In it, he describes using Twitter to create virtual tours of selected galleries at London’s Science Museum. He describes the challenges of distilling an exhibition into a few dozen select tweets, while still retaining the curatorial voice. What’s essential? What can you leave out? This is often difficult enough with a 140-word exhibition label – let alone 140 characters!
It made me think – often I have to redraft a thought several times to make it tweetable. In the process you realise how many superfluous words and phrases you can live without. You find the core of idea you want to communicate, and that’s all there’s room for.
Makes me wonder – perhaps drafting exhibition labels as if they were tweets might be a useful exercise in becoming more (as Susan Cross would call it), “precise and concise”.
Hi Regan,
I thought that article was great, too. Writing short, concise, interesting to read labels no matter what the production medium (silk-screened on a wall or digitized for your smart phone) is an art form and Beverly Serrell and Judy Rand have led the way in this regard. Good writing takes time and concise writing takes more time. As Mark Twain said, “I would have written less, but I ran out of time.”

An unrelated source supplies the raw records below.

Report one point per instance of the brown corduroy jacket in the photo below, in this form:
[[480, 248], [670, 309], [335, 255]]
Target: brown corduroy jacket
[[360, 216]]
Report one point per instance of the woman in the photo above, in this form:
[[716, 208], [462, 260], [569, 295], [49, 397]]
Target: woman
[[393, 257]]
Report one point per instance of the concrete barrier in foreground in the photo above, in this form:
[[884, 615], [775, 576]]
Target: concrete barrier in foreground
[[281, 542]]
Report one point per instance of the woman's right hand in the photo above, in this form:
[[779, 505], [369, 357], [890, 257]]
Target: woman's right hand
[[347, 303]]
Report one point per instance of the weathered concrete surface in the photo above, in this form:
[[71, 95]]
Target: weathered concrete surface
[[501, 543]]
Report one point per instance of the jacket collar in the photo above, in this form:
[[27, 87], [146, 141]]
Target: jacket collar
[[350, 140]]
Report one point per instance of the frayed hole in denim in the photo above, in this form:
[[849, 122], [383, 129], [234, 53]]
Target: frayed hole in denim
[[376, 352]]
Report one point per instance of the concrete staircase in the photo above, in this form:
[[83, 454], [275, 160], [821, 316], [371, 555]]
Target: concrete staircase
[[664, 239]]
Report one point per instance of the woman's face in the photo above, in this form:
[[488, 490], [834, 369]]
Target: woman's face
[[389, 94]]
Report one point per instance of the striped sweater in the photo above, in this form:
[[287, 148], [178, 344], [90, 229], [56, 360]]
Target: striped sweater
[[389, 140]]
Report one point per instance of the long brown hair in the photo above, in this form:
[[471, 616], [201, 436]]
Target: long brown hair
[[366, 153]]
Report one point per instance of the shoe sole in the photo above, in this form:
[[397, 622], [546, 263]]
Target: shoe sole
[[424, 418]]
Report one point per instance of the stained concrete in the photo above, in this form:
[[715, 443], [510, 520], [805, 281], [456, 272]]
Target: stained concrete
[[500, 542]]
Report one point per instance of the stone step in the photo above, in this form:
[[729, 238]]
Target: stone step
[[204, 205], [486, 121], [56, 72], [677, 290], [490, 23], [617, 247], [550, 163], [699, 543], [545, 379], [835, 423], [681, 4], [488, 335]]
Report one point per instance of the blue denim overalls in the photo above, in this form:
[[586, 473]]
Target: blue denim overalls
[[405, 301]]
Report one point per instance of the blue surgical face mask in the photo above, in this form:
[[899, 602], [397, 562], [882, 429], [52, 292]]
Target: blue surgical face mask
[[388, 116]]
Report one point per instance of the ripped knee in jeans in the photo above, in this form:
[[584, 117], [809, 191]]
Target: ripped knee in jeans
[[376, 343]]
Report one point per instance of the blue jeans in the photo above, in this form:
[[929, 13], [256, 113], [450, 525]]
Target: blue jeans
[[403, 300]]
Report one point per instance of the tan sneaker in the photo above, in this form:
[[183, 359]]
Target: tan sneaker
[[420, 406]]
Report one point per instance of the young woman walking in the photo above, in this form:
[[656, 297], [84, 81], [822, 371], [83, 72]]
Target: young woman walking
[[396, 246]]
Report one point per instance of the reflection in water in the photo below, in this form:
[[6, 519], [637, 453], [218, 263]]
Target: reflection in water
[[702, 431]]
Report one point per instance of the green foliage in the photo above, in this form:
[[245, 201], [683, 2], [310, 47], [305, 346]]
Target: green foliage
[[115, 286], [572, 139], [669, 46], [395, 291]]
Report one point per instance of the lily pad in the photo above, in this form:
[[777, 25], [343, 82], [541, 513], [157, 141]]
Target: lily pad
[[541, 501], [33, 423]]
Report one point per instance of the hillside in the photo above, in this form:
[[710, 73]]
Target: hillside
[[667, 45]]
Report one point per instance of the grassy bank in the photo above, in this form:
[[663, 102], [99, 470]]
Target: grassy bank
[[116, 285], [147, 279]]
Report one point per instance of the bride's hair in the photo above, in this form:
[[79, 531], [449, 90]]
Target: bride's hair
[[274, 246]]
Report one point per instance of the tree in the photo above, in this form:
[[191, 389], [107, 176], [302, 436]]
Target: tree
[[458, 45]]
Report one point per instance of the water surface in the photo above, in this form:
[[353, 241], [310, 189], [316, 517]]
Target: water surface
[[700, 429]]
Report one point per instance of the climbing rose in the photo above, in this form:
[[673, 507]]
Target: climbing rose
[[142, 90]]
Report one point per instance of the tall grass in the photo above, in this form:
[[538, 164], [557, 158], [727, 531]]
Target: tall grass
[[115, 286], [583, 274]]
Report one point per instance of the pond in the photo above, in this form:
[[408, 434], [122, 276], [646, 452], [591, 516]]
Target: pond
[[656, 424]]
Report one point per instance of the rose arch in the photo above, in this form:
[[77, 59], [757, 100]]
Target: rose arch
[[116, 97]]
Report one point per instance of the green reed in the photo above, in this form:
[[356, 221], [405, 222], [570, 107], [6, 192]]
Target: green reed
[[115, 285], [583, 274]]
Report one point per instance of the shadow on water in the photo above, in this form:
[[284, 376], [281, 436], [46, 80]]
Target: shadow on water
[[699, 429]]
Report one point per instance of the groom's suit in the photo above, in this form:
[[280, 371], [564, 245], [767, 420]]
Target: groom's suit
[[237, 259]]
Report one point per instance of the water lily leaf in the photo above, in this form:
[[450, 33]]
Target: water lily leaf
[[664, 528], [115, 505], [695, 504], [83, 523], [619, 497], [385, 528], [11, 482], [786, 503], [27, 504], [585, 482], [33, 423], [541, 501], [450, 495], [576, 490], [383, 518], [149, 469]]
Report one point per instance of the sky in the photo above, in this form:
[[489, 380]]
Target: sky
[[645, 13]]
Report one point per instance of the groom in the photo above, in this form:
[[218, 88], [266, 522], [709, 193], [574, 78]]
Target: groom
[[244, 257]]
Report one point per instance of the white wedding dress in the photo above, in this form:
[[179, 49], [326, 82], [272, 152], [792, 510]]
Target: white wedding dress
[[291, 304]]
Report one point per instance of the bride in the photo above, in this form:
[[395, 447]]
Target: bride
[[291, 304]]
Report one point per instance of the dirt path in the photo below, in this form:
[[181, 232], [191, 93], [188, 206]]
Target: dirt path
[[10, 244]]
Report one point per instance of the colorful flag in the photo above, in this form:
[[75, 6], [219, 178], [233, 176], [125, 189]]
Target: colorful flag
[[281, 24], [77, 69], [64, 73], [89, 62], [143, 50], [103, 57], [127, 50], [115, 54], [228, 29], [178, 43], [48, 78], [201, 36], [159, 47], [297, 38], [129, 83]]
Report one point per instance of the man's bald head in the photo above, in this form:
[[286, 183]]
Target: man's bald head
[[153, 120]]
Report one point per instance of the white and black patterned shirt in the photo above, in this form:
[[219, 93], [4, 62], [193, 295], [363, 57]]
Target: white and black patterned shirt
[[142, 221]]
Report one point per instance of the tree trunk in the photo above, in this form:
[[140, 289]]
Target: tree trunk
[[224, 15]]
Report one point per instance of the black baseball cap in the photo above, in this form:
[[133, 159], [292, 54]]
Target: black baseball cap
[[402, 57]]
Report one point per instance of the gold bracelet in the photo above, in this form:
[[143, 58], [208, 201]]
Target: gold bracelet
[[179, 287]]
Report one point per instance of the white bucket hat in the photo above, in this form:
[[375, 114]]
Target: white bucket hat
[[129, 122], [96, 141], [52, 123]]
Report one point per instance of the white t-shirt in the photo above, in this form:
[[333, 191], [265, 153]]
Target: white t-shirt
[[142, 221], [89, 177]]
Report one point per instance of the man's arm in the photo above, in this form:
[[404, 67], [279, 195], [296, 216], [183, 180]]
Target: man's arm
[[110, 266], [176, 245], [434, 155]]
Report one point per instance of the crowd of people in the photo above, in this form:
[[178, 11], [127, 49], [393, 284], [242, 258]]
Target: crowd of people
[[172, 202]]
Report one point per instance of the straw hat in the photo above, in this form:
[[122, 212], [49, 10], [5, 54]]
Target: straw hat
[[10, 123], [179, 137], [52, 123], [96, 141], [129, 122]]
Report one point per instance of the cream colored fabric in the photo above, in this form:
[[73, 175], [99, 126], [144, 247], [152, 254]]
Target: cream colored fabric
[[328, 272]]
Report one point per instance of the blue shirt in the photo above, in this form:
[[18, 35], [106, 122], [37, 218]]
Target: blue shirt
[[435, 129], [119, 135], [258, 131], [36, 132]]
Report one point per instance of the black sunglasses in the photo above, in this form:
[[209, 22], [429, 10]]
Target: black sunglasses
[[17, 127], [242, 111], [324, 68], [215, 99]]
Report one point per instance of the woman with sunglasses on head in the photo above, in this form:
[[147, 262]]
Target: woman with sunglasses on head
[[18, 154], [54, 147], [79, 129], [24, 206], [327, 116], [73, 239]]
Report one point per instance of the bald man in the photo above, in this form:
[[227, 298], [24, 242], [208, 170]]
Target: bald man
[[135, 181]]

You might also check out Stephen Bitgood’s research on label length that showed even the most interested reader stops reading after 50 words. Of course that seems like the height of luxury after struggling with 140 characters!
I always like to say that the art of label writing is writing for people who are standing up. In the museum, labels are competing with cool lighting effects, sound, design techniques and, of course, the objects for visitor attention. That’s why hierarchy and headings are critical to help readers scan for what they need.
Sometimes when I’m stuck writing a label, I’ll see if I can turn it into a Haiku. Now I can add writing it as a tweet to my bag of tricks.
Thanks for the post Regan – I’m with Carol on this and glad she mentoend the fabulous research that has gone into label writing over the years. The “big idea” that Serrell championed some time ago seems ripe for Twitter – if you can’t encapsulate your big idea in 140 characters then you’re over-thinking it.
I think the value in Twitter also lies in it as an audience reseach tool – there’s nothing more interesting than seeing what people tweet about their experiences. Here’s two examples from my work at the Australian Museum:
* Twitter for audience research: http://australianmuseum.net.au/blogpost/Museullaneous/Twitter-as-an-audience-research-tool
* Twitter for learning outcomes: http://australianmuseum.net.au/blogpost/At-The-Museum/Jurassic-Lounge-tweets
Thanks also for the Science Museum link – what a fascinating idea!